The concert was good but not excellent; the sound level of course ridiculous as ever (earplugs ftw). I’m glad I went to see and hear them, but I don’t feel any need to do it again.
I had several hours of free time before the concert. After I had picked up my tickets at the Hammersmith Apollo, I googled for “walks in Hammersmith”, remembering all the pleasant, well-planned and well-documented walks Eric and I used to do in London and elsewhere in the UK.
And the Internet delivered – or rather, the Inner London Ramblers did. Their web site described a nice-sounding circular walk in Hammersmith, of a very suitable length, passing almost exactly where I was. So I spent two hours rambling in Hammersmith, Barnes and Chiswick – along the Thames, the Leg o’ Mutton reservoir, Chiswick gardens and then small lanes in Hammersmith. It was utterly lovely and I realized just how much I sometimes miss London.
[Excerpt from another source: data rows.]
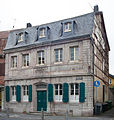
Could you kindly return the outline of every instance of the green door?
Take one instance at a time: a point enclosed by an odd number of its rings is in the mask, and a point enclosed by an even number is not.
[[[47,110],[47,93],[46,91],[37,91],[37,111]]]

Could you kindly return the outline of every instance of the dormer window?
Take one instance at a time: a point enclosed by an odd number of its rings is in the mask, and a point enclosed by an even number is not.
[[[40,29],[40,36],[39,36],[40,38],[43,38],[43,37],[46,37],[45,36],[45,28],[41,28]]]
[[[64,25],[64,32],[70,32],[71,31],[71,22],[67,22]]]
[[[18,42],[22,42],[22,41],[23,41],[23,33],[19,33]]]

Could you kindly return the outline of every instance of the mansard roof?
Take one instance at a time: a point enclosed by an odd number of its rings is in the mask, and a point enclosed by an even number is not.
[[[48,24],[28,27],[24,29],[14,30],[9,33],[8,41],[6,44],[7,49],[12,48],[20,48],[24,46],[30,46],[34,44],[44,44],[44,43],[50,43],[50,42],[57,42],[57,41],[63,41],[66,39],[71,38],[80,38],[82,36],[91,35],[93,32],[94,27],[94,14],[95,12],[88,13],[85,15],[81,15],[74,18],[64,19]],[[73,34],[69,35],[63,35],[63,24],[66,22],[73,22],[75,23],[75,30],[73,31]],[[49,37],[46,39],[38,39],[38,29],[39,28],[48,28],[49,29]],[[21,42],[19,44],[17,43],[17,34],[19,33],[27,33],[27,38],[25,42]]]

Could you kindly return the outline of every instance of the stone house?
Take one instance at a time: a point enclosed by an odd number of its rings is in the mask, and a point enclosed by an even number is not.
[[[0,109],[4,109],[4,76],[5,76],[5,58],[3,49],[8,39],[8,31],[0,32]]]
[[[108,100],[109,50],[98,6],[85,15],[10,32],[4,49],[6,107],[92,116],[95,103]]]

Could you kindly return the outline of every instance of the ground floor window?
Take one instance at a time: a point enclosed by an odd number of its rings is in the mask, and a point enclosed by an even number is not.
[[[79,84],[71,83],[70,84],[70,102],[79,102]]]
[[[55,84],[55,102],[62,102],[62,84]]]
[[[16,86],[12,86],[11,87],[11,98],[12,98],[12,101],[16,101]]]
[[[23,101],[28,101],[28,86],[23,86]]]

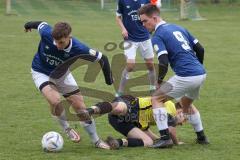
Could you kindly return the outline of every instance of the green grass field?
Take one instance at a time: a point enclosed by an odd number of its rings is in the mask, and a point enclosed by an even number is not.
[[[200,13],[206,21],[178,21],[177,12],[164,12],[168,22],[187,27],[205,46],[205,67],[208,78],[196,101],[211,141],[209,146],[194,143],[190,125],[178,127],[179,138],[185,145],[172,149],[124,148],[116,151],[96,149],[90,144],[78,122],[73,127],[81,133],[82,141],[74,144],[64,136],[60,153],[44,153],[41,137],[50,130],[62,133],[51,118],[48,104],[35,88],[31,74],[31,60],[37,50],[39,35],[36,31],[24,33],[23,25],[29,20],[44,20],[50,24],[68,21],[73,35],[88,45],[98,48],[110,59],[120,49],[104,51],[107,42],[121,42],[113,11],[101,11],[99,4],[86,1],[16,0],[14,13],[4,15],[0,2],[0,159],[1,160],[88,160],[88,159],[185,159],[237,160],[240,158],[240,5],[201,5]],[[140,58],[139,58],[140,60]],[[100,76],[93,84],[82,80],[84,69],[74,72],[80,86],[89,86],[114,94],[114,88],[103,83]],[[87,105],[97,102],[85,97]],[[96,119],[101,137],[121,137],[107,123],[107,117]],[[156,130],[156,129],[155,129]]]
London has something that Stockholm doesn’t. Stockholm is tidy and well-ordered and straight; London is quirky and scruffy and full of character. It’s quirky in an unselfconscious way, without even trying. Much of it is due to age. London lets old things be, whereas Stockholm straightens them out and replaces and upgrades. London has little crooked lanes and rusty old iron fences and crumbling stone. Stockholm has straight cycle paths and
There are benefits to the Stockholm approach, of course: nearly everything in Stockholm is accessible for wheelchairs and pushchairs, for example, while London still marks specific Tube stations as accessible – and most aren’t. But as a visitor with two working legs and no pram to push, oh I do love London so much.